A Madagascar, les forces armées ont déclaré mardi qu'elles étaient prêtes à "s'acquitter de leurs fonctions", si l’amère lutte de pouvoir qui a tué environ 125 personnes n'est pas réglée rapidement. La tension est à son comble à Antananarivo depuis que la police a tiré en l'air pour disperser des milliers de manifestants qui soutiennent les tentatives de l'ancien maire de la capitale, Andry Rajoelina, pour évincer le président Marc Ravalomanana.
«L'armée fait partie de ceux qui recherchent une solution rapide à la situation actuelle. L'armée n'est pas là pour prendre le pouvoir, mais elle prête à remplir ses fonctions," a déclaré le général Fred Rakotovao, l'un des plus anciens officiers de l'armée. Mardi, les forces de sécurité déployées dans la capitale, ont empêché le blocage de routes et contenu plus de 10.000 manifestants qui essayaient d'accéder aux ministères.
Le leader de l'opposition Rajoelina, un ancien disc-jockey devenu politicien, accuse le président d'être un dictateur; il a d’ailleurs établi une administration parallèle qui souhaite s’installer dans les bâtiments gouvernementaux. Ravalomanana nie l'accusation et répète à ses partisans qu’il entend bien rester au pouvoir jusqu'à la fin de son mandat en 2011.
Un haut officier de la marine, le vice-amiral Rarison Ramaroson, fait écho à l'engagement pris par le général. "S'il n'y a pas de solution concrète (par le biais du dialogue), alors nous sommes prêts à remplir nos devoirs», a-t-il déclaré aux journalistes.
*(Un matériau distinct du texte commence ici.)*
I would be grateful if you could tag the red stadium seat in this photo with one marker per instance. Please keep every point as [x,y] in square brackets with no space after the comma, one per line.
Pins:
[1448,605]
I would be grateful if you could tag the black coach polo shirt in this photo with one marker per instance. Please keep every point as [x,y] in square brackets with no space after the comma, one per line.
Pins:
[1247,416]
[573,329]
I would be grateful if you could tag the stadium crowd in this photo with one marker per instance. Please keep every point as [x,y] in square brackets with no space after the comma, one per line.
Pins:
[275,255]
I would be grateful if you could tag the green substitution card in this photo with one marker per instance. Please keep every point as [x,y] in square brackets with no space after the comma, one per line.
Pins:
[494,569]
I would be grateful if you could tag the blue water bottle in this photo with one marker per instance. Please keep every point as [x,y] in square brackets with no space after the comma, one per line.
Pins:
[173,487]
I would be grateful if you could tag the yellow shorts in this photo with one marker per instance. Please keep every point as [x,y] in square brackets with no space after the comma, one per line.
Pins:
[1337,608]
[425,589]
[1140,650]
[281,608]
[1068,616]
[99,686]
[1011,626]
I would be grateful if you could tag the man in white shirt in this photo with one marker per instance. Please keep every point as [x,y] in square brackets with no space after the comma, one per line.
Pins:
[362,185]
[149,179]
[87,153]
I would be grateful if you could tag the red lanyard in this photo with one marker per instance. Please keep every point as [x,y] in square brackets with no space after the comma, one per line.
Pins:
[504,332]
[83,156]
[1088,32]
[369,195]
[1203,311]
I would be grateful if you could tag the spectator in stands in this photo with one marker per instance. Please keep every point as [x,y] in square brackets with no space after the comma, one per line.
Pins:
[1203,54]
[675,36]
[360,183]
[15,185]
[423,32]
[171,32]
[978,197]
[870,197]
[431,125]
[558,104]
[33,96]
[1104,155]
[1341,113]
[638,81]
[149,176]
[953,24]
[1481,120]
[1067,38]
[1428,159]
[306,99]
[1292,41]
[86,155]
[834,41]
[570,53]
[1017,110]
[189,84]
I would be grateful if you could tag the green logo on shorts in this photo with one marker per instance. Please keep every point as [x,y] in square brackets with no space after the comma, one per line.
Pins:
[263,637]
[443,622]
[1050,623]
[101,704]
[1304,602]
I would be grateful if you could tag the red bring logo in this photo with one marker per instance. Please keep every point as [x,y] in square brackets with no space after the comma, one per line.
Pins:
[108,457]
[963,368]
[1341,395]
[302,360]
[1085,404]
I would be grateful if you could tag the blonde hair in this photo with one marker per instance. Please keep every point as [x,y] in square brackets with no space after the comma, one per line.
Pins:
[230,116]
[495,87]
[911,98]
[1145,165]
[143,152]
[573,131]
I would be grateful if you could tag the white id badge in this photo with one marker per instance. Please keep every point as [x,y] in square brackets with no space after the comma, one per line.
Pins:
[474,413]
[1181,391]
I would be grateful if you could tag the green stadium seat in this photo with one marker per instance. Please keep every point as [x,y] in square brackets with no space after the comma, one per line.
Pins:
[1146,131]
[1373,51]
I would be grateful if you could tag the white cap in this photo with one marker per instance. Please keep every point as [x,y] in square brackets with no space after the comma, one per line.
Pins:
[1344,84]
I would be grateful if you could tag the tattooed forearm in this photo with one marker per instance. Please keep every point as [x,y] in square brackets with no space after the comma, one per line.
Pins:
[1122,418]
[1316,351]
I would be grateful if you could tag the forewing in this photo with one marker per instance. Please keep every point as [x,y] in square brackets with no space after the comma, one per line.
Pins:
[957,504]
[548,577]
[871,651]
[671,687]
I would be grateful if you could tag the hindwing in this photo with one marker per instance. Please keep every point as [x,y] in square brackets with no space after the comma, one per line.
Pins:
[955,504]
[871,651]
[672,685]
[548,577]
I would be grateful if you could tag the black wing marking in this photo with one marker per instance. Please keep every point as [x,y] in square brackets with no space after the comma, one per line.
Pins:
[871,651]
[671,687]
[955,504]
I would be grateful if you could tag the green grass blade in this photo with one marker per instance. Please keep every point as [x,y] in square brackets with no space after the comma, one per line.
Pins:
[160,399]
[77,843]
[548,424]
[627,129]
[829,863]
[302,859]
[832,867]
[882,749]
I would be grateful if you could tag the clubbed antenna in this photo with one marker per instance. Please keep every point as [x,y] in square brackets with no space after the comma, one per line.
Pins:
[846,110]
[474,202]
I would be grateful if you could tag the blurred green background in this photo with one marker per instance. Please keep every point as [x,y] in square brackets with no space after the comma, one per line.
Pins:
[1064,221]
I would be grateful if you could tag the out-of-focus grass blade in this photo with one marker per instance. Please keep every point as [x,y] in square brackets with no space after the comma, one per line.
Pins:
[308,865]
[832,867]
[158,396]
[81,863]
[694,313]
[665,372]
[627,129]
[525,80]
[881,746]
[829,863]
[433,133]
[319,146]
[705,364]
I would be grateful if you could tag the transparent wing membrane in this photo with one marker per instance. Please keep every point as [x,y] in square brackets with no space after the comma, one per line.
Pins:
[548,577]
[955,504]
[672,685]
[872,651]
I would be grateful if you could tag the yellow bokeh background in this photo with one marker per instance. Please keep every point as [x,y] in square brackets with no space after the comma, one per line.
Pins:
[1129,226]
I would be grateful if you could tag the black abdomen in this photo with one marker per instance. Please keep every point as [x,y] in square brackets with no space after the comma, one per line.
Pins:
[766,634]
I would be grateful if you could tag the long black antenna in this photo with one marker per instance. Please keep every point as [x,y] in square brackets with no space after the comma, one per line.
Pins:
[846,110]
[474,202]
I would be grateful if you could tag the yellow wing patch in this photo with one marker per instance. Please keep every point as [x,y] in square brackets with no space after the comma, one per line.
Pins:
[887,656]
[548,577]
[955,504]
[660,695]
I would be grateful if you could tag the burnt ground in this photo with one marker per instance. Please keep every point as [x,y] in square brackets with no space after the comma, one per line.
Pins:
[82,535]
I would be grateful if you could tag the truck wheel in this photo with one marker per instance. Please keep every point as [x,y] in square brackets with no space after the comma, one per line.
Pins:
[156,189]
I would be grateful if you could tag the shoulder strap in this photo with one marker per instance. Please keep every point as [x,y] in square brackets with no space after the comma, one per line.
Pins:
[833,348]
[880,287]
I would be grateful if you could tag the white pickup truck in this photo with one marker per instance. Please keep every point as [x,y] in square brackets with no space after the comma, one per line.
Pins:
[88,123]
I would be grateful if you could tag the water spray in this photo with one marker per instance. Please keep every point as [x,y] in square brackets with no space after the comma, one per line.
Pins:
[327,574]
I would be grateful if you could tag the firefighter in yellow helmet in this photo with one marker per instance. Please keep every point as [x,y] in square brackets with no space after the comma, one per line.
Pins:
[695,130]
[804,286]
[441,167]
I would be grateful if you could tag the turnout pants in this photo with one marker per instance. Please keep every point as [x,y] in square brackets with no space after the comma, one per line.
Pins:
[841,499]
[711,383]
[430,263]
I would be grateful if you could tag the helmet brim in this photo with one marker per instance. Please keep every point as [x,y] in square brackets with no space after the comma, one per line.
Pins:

Des efforts sont en cours pour rapprocher les deux parties à la table des négociations.
Le président sénégalais Abdoulaye Wade, qui était en charge des négociations de paix à Dakar en 2002, après l’élection contestée à Madagascar, a déclaré qu'il était prêt à apporter son aide.
Le porte-parole de Wade, El Hadj Amadou Sall, a indiqué dans une déclaration que le président sénégalais a de nouveau été demandé pour mener la médiation, et qu’il a accueilli favorablement la demande.
La crise sur la quatrième plus grande île au monde a eu des conséquences catastrophiques pour l'économie.
Les opérateurs du tourisme réalisent habituellement près de 300 millions d’euros par an; et l'industrie du tourisme devra faire face à l'effondrement de son CA sans un règlement rapide de la crise. La violence a aussi fortement entamé l’image de cette île de l'océan Indien qui apparaît en temps normal comme une destination sûre pour les investissements étrangers.
Rappelons que Madagascar est l'un des pays possédant la plus belle bio-diversité des milieux naturels, avec de nombreuses espèces animales et végétales endémiques, un paradis pour le tourisme. Le pays a également ouvert ses portes aux grandes entreprises étrangères, dont un bon nombre d’entreprises minières, qui prévoient d'en extraire du nickel, de la bauxite, du cobalt et de l'ilménite, une importante source de titane.